TAKING HOT STUFF HOME TO MOM AND THE KIDS
Reacting to some “pretty old people” at the Remembrance Ceremony in Piketon, Bush differentiated between , “a high rate of people dying of lung cancer --- and cancer period ---“ and the 90-year-old survivor who spoke at the ceremony. “He drove a cab [at the plant] so he must not have been out there too much. The people working in the control room they did not get as much [exposure]. Those that worked out on the line , they got [the largest] exposures. The bad part about that is these people used to drive to the parking gate, check in , wore ordinary work clothes, and wear the same clothes home. The wives and children were exposed almost as much as the workers. Yet they are not covered,” Bush explained. “That’s sad. We don’t know how many [family members] passed away that [contacted exposure] from worker’s taking it home with them.”
The building and trades medical representation related circumstances where former atomic employees asked, “Can I have that pile of old sheet metal out there. I’m building a barn. Or I’ll put it on my roof.” But the “pile” of metal was radioactively contaminated. “All of this stuff is hot,” yet he recalled a Jackson, Ohio scrap dealer receiving 400 tons of radioactive scrap.
“They are also contaminated so how can the federal government keep on doing this. People that work at the [yards] are the same as average folks that worked at the Piketon plant,” Bush explained. “Looks like they would qualify for the program too.”
Asked about the radiation impacting neighborhoods surrounding these atomic plants, Bush said, “It’s in the drinking water. The ground water. It’s in the air. It’s on their automobiles. It’s in their garden.”

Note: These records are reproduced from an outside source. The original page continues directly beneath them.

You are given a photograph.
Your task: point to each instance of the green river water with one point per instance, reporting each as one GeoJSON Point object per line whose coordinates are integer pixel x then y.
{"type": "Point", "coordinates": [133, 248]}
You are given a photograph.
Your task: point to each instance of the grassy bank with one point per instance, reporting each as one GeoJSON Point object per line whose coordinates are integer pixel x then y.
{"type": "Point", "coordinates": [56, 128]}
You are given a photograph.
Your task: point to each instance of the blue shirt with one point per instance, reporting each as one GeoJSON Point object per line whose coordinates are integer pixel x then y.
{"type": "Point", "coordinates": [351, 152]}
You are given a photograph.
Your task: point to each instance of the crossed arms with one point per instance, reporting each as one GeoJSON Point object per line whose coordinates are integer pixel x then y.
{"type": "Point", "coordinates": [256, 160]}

Speaking of wildlife seen by others in Piketon, he described “a deer with horns on one side” from the compound at Piketon or “a rabbit with five legs. I haven’t seen them, but that’s what workers have told me. There are a lot of deformed animals in that compound out there [in Piketon]. I hear about things like that most every time I interview a person.”
Bush, spent 33 years as a boilermaker (18 in the office as union business manager) and never worked at the Piketon plant. He worked at atomic power plants and at the Nickel plant in Huntington. After taking the outreach position due to his familiarity with construction processes, he stressed the unfairness and inequities in the compensation decision process, too.
“This guy applied for [compensation] for Prostate Cancer [acquired in Piketon]. I got him talking to the ombudsman in Washington, D.C. to try to get something straightened out. This has been going on for years. They also have leukemia , yet there is no compensation for that., but they sent him a medical card for his lung problems. He even alluded to “fired” workers “still on the payroll” because “they know too much.”
“I don’t understand a lot of it,” he concluded with a sense of bureaucratic disgust.